Aslan , Meryemde farklı bir şeyler olduğunu her zaman biliyordu. Elbette, yalnızca hayatının  en çaresiz saatlerinde ortaya çıkan açıklanamaz bir bilgelik vardı. Ayrıca, genellikle kendisine söylenenin tam tersini yaptığı da bir gerçekti ve sanki Aslan sinir bozucu bir ağabeymiş gibi, Aslan'a her zaman karşılık verirdi. O aptal kadının en soğuk adamın bile kalbine girmeyi başarması son derece gülünçtü.


Bu yüzden prens hizmetçisine göz kulak oldu; çünkü her ne saklıyorsa, Aslan bunun önemli olduğunu hissediyordu. Her ne ise, uzun süre sır olarak kalmayacaktı. Sonuçta Meryem yalan söyleme konusunda hiçbir zaman pek iyi olmadı.


Aslan her zaman Meryem'in formunun çarpık düşünmüştü. Zamanının çoğunu Aslan'ın peşinden koşarak ya da kardeşlerine analık etmekten  ya da dedikoducu akrabalarından  uzakta koşarak geçirmesine rağmen, sık sık soluksuz görünüyordu. Aslan  bunun daha fazlası olduğunu düşünmeden edemedi. Ancak Meryem'e hiçbir şeyden bahsetmedi.

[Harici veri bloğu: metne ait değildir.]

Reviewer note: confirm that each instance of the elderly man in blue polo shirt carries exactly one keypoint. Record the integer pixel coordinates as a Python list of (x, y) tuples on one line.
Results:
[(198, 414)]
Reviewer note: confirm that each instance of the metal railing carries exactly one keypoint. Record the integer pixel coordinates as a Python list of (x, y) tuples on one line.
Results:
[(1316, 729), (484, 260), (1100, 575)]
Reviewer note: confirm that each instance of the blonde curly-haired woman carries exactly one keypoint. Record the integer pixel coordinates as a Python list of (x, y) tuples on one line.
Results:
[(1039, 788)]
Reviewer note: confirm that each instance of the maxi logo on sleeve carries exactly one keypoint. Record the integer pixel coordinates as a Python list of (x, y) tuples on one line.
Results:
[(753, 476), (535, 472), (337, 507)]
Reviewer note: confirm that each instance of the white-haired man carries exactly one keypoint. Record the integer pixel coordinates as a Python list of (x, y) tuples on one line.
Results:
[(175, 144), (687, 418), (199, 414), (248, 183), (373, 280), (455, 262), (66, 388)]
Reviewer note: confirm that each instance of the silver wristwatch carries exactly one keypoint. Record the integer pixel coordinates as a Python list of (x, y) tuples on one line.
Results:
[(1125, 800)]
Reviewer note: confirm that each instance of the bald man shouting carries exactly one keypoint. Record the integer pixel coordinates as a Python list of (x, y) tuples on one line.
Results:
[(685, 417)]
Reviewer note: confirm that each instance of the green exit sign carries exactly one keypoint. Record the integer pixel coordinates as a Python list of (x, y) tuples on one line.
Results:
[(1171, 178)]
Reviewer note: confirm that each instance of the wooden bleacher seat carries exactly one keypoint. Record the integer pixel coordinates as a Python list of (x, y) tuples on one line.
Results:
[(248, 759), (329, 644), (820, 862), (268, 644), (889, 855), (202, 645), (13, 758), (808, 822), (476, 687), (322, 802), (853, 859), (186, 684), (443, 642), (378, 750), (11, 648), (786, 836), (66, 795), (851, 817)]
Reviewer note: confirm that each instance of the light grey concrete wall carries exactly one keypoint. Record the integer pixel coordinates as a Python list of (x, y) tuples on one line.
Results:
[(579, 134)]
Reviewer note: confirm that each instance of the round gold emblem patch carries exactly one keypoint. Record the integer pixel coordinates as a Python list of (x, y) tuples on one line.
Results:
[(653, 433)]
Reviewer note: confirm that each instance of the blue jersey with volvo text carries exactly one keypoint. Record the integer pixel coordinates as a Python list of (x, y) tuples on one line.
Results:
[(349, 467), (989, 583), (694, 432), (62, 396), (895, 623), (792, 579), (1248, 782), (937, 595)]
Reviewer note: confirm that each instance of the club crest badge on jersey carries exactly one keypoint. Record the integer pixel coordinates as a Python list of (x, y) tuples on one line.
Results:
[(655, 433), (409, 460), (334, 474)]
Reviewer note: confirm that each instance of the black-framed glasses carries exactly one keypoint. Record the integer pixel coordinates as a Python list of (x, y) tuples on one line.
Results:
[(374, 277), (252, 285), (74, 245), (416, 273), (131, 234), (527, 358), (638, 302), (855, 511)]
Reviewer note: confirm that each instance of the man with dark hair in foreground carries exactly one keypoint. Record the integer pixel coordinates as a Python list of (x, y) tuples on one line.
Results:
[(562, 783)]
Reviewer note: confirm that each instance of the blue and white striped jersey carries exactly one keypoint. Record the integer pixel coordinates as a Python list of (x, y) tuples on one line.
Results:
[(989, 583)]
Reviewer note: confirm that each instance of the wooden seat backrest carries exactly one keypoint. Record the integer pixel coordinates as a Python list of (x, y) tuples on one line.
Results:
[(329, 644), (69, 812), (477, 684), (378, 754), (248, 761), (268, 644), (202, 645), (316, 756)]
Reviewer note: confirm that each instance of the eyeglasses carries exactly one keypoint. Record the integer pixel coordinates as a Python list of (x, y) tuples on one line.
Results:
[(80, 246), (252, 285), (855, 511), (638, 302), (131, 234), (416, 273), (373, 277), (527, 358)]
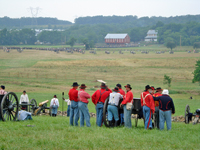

 Aslan bunun nedeninden tam olarak emin değildi.İlkbaharda, son don nihayet hafiflediğinde, kır çiçeklerinin bir kez daha açmasına izin verdiğinde, havada bir şeyler değişti. Ancak Aslan  bundan pek keyif alamıyordu. Meryem sabahın erken saatlerinde prensin sabrını damla damla tüketirken  burnunu çekmeye başlamıştı.


"Meryem, ben bu raporu okumaya çalışırken sen bu gürültüyü yapmaya devam mı edeceksin?"

 Aslan  sonunda ağzından kaçırdı.

Aptal kız  ona dönüp bakmadı bile, hafif bir omuz silkmeyle Aslan'ın yastıklarını kabartmaya devam etti. "Alerjim var efendim. Elimde değil."Aslan keyifsizce  homurdandı. "Nefesini tutmayı dene. Sonsuza kadar."Bunun üzerine Meryem arkasını döndü, kaşları onaylamayan bir ifadeyle çatıldı. Aslan sırıttı, hizmetkarının ayağa kalkmasından her zamanki kadar memnundu. Meryem alçak sesle bir şeyler mırıldanarak görevine geri döndü. Aslan başını salladı ve tekrar elindeki belgeye odaklandı. Güney sınırındaki olaysız devriyeleri okumak oldukça sıkıcıydı ama yine de onları denetlemek Aslan'ın göreviydi.Meryem hapşırdı. Üç kere."Meryem!"

________________________________________________________________________________

Aslan  güzel ve sıcak bir banyoya hazırdı. Öğleden sonranın çoğunu genç şövalyelerden bazılarını eğiterek geçirmişti. Prens adamlarıyla ve bu kadar kısa sürede ne kadar yol kat ettikleriyle gurur duyuyordu ama kendini biraz sinirli hissetmekten kendini alamıyordu. Aslan orada çok terlemişti ve uzuvlarının her yeri ağrıyor ve sızlıyordu. Evet, hemen banyo yapması gerekecekti.Aslan yürürken kendi kendine sırıtarak cephaneliğe doğru yöneldi. Daha önce Meryem'i oraya göndermişti, o sırada hizmetçisi hapşırmayı bırakamıyordu. Aslında prensi o kadar da rahatsız etmedi ama ne zaman ortaya çıksa hizmetçi kızla dalga geçme fırsatını değerlendirdi. Meryem muhtemelen bütün öğleden sonrayı kılıçları bilemekle ve Aslan'ın kalan teçhizatını temizlemekle geçirmişti. Aslan , zırhının eğitim alanlarında ne kadar kirlendiğini görünce Meryem'in yüzünü görmek için sabırsızlanıyordu.Prens, Meryem'in irkilip bir şey düşüreceğini görmeyi umarak kapılardan içeri gürültüyle  daldı. Aslan kaşlarını çattı. Meryem  biraz sıçramıştı ama arkası dönüktü. Yerde büzüşmüştü, elini Aslan'ın karşısındaki taş duvara dayamıştı.Aslan  kararsızlıkla da olsa, "Sizin için cilalamanız gereken daha fazla zırhım var leydim" diye dalga geçti.

Meryem ona bakmadı  bile. Meryem'in oturma şekliyle ilgili bir şeyler ters geliyordu; sanki hayatı buna bağlıymış gibi taşı tutuyordu. Aslan odanın diğer tarafından omuzlarının kalktığını görebiliyordu. Prensin midesi takla attı.